High-Resolution Attention Network With Acoustic Segment Model For Acoustic Scene Classification
Xue Bai, Jun Du, Jia Pan, Heng-Shun Zhou, Chin-Hui Lee, Yan-Hui Tu
-
SPS
IEEE Members: $11.00
Non-members: $15.00Length: 14:40
The spectral information of acoustic scenes is diverse and complex, which poses challenges for acoustic scene tasks. To improve the classification performance, a variety of convolutional neural networks (CNNs) are proposed to extract richer semantic information of scene utterances. However, the different regions of the features extracted from CNN-based encoder have different importance. In this paper, we propose a novel strategy for acoustic scene classification, namely high-resolution attention network with acoustic segment model (HRAN-ASM).

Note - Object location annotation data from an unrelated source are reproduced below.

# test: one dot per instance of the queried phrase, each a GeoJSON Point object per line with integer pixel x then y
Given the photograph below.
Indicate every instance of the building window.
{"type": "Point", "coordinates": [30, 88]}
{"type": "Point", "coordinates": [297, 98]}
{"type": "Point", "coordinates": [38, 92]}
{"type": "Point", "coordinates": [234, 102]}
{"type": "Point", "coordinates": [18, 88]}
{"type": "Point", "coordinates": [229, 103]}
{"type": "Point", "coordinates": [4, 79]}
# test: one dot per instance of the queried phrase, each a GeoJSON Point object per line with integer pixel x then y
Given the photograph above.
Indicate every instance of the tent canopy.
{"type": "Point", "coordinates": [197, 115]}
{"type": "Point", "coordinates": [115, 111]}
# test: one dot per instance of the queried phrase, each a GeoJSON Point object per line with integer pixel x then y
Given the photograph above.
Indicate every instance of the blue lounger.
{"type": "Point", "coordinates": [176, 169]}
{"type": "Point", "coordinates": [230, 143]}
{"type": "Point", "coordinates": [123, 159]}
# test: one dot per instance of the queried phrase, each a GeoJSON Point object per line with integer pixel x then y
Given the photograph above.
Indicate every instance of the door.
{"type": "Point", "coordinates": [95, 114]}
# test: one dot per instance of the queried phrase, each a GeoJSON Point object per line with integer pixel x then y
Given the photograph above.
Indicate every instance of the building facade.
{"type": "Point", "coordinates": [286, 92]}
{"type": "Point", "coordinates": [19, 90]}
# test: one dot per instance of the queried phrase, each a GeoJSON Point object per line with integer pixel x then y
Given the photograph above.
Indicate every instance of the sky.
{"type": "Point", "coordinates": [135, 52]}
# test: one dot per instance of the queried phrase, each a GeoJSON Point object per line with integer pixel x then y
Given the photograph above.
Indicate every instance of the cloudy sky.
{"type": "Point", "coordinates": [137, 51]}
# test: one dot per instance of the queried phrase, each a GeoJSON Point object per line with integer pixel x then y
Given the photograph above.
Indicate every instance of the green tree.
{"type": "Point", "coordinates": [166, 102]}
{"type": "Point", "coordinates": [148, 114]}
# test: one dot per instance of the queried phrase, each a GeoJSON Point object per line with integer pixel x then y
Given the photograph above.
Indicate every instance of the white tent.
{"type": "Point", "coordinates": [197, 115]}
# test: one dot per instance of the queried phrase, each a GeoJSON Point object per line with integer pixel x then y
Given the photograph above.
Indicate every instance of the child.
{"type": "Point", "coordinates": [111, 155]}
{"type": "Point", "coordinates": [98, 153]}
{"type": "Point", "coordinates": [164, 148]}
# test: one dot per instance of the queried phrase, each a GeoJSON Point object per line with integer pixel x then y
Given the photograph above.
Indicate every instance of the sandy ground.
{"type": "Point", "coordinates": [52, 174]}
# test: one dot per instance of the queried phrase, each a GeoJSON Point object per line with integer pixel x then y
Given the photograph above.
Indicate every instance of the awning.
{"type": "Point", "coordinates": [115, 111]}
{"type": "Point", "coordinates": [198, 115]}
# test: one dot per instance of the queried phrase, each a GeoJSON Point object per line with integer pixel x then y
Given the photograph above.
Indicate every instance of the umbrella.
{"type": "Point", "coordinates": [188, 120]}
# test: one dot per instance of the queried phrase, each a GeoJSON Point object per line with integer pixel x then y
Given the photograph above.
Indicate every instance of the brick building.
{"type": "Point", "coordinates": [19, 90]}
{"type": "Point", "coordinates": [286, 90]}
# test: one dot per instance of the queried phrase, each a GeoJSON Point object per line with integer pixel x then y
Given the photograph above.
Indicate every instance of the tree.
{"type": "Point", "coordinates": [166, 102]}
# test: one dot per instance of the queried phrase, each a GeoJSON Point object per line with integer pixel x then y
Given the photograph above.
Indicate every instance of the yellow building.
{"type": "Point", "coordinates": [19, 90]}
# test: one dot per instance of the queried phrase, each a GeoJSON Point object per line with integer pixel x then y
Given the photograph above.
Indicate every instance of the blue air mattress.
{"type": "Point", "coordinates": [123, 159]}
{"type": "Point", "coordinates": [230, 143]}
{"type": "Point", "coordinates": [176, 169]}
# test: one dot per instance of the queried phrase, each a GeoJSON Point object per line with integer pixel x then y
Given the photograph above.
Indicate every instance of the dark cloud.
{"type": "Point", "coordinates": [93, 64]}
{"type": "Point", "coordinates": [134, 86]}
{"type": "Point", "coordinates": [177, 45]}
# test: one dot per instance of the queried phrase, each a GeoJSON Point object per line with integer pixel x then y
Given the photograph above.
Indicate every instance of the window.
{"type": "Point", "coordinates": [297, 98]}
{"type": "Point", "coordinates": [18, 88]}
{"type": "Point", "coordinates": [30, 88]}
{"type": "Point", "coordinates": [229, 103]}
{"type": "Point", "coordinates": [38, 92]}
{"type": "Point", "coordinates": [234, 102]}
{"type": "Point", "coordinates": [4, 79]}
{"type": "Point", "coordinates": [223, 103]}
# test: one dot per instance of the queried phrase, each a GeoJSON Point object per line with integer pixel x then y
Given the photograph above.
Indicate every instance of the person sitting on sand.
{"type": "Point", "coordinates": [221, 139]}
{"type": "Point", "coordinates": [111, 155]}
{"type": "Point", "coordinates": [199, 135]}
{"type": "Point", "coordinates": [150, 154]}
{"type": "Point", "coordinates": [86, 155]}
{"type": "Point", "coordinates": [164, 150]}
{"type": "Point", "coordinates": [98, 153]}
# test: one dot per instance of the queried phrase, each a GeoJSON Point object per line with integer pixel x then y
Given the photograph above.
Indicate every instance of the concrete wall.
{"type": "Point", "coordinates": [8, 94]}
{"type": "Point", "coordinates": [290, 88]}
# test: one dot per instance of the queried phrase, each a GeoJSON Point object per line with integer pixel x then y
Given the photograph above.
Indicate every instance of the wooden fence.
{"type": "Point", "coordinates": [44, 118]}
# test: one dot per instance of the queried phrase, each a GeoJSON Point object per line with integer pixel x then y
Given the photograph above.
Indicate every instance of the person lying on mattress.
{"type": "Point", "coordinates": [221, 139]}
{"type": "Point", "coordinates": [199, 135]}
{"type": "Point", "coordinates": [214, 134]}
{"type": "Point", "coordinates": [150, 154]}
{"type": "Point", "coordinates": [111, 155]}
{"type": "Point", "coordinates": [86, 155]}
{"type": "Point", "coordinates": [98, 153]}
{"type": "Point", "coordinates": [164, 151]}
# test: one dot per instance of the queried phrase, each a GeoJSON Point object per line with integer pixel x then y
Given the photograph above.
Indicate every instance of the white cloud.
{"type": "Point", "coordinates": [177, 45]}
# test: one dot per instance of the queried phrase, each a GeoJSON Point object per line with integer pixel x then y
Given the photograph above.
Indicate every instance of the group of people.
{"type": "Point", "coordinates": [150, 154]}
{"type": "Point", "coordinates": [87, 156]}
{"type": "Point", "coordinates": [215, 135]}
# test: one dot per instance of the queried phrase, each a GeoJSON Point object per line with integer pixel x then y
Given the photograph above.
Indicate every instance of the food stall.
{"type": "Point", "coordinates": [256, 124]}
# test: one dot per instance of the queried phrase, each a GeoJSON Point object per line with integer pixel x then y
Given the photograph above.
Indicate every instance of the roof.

In this approach, we utilize fully CNN to obtain high-level semantic information and then adopt two-stage attention strategy to select the relevant acoustic scene segments. Besides, the acoustic segment model (ASM) proposed in our recent work provides embedding vectors for this attention mechanism. The performance is evaluated on DCASE 2018 Task 1a, showing 70.5% good classification accuracy under single system and no data expansion, which is superior to CNN-based self-attention mechanism and highly competitive.